第8話
これでやっとクレアは苦しみから解放された。
永遠にも感じる程に長く冷たい夜が通り過ぎ、そしてまた二人の生活が始められる。
そう実感するレヴァンには、彼女が生きているという、ただそれだけのことが何よりも愛おしく感じた。

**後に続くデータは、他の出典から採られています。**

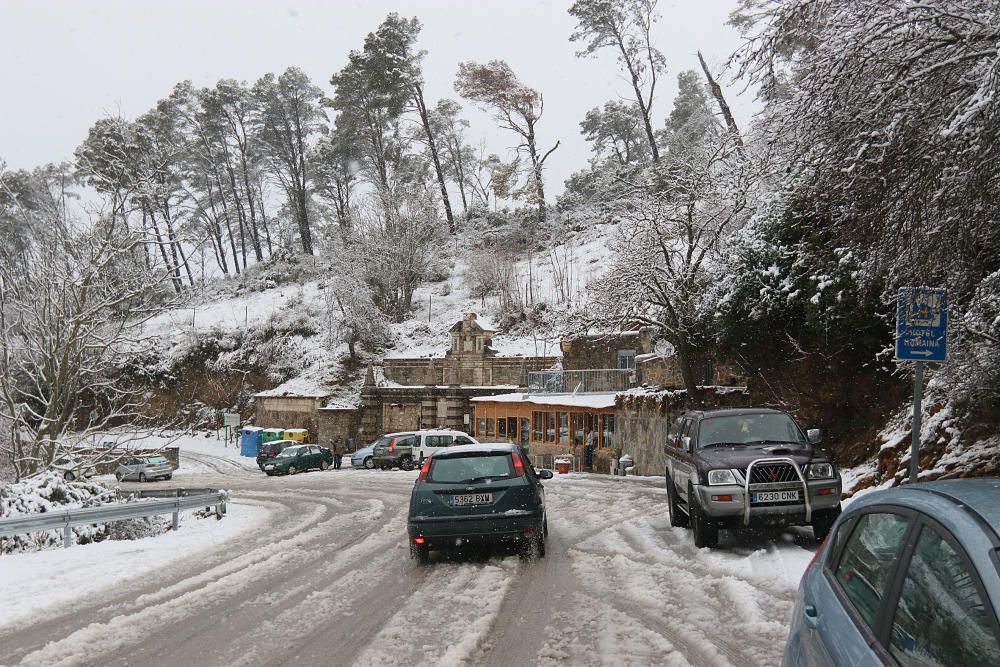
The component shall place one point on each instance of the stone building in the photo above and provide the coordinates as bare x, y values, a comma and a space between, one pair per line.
469, 361
617, 350
289, 409
435, 392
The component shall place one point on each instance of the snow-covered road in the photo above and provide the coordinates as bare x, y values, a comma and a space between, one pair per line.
324, 578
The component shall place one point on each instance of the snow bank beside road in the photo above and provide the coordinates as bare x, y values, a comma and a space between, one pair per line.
31, 583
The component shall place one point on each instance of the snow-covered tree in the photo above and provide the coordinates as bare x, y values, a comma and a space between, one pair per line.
887, 117
354, 317
516, 107
672, 235
289, 116
625, 27
71, 313
616, 132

レヴァンのお礼の言葉を聞いてから、その様子を見ていた男は、今もまだベットで眠るクレアを眺め、ゆっくりとした口調で言った。
「でもなぁ少年、この子はもう、目を覚まさない」
レヴァンを再び地獄に叩き落とした男の目には絶望に歪む少年の顔が映る。
「な…何だよそれ」
レヴァンには分かっていた。
この怒りはこの男に向けるべきものではないことを
この状況のクレアを助けられるのは、この男しか居なかった。
もしもあのまま男に出会わず、運よく街に辿り着き、医者を連れてこられたとしても、クレアはきっと死んでいただろう。

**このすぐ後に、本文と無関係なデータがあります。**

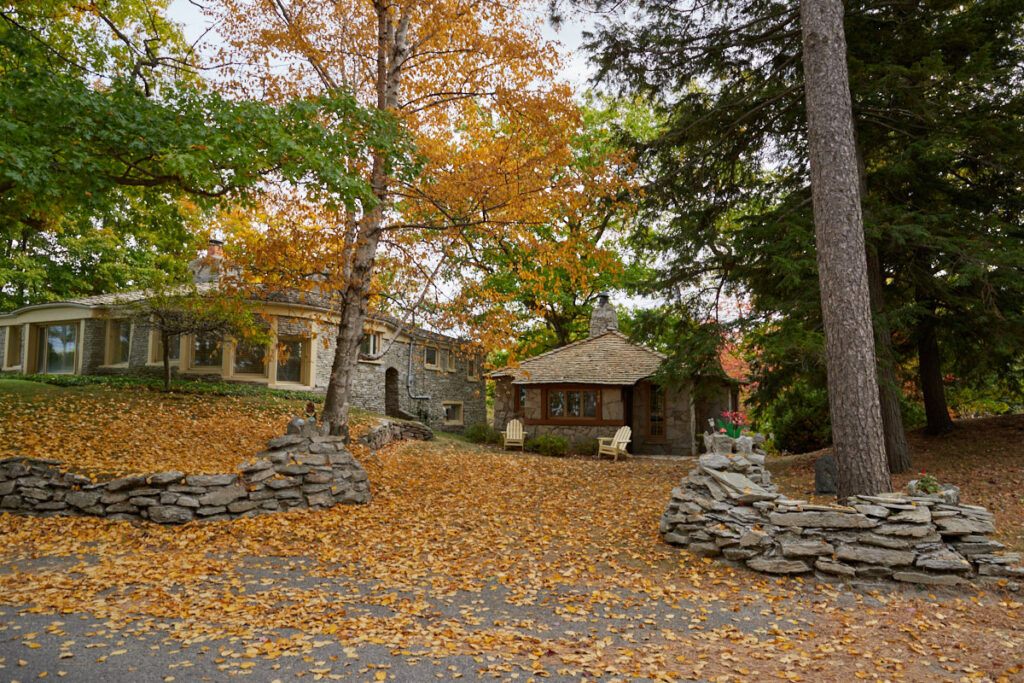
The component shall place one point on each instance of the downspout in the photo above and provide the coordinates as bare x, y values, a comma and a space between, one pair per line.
409, 377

しかし、それでも、男の〈こうなるのは分かっていた〉と言わんばかりの表情が、レヴァンに理不尽な、行き場の無い怒りを湧きあがらせる。
そして、レヴァンのその表情を見て、黙っていた男が口を開いた。
「まぁ落ち着けって、気持ちは分かるが、今その怒りに任せて俺を殴っても、この子が目を覚ます訳じゃない。」
「…お前には分かんのか?クレアが、どうしてこうなったのか」
「あぁ今から説明してやる。安心しろ時間ならたっぷりある」
少しの間男はレヴァンの興奮した様子を見て、なだめる様に話をした。
蝋燭に照らされた部屋の中、椅子に腰を掛け、向かい合う様にして座っているレヴァンと男、男の後ろには未だほとんど口を開いていないアレシアがトランクケースを持ったまま立っている。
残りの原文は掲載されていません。